Hollywood is hard on beautiful men, at least the ones who want to be taken seriously. It prefers its great talents slightly askew. Handsome actors who want to break out of romances and sexual thrillers have only three options: get fat (Marlon Brando, Alec Baldwin), get old (Robert Redford, Rob Lowe), or get weird (Brad Pitt, Johnny Depp, Matthew McConaughey).
Law stalled as long as he could. But after a 10-year stretch of solid, overlooked work, and his 40th birthday, he's embracing the full trifecta of notice-me-damn-it options. The Dom Hemingway Law plays seems like the usual London lout, a big-talking thief who's spent the last 12 years in jail. If life were like the movies, half the men in England would be in organized crime.
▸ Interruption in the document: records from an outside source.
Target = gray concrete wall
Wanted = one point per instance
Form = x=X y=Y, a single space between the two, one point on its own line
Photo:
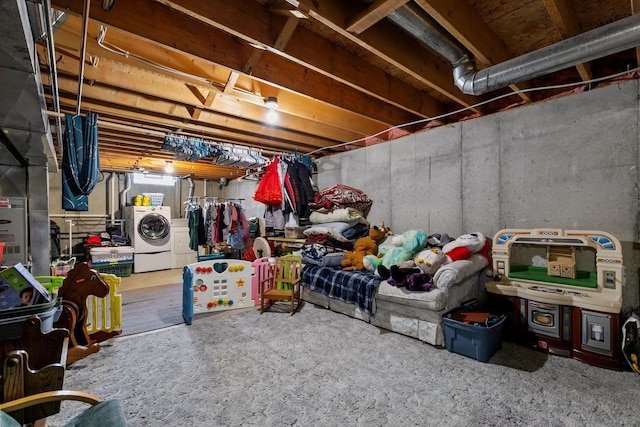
x=567 y=163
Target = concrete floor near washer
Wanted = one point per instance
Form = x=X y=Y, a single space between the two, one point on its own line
x=152 y=278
Writer-director Richard Shepard doesn't have a new take on the pubs-and-guns genre, with its wisecracks and cracked skulls. But in Law's hands, his character's heart beats with fresh, bilious blood. Hemingway is entitled, animalistic, and vulnerable.
Fresh off a jail sentence lengthened by his refusal to fink on his boss, Mr. Fontaine (Demián Bichir), Hemingway arrives at Fontaine's villa to recoup a reward for his silence — there, he gets drunk and demands that his murderous boss throw in his girlfriend as a bonus. If only Shepard's movie lived up to his leading man. It's merely a frame for a character portrait, with Shepard's camera screwing our eyes to Law's performance and pasting in supporting actors and situations for no larger purpose than to see his reaction to them.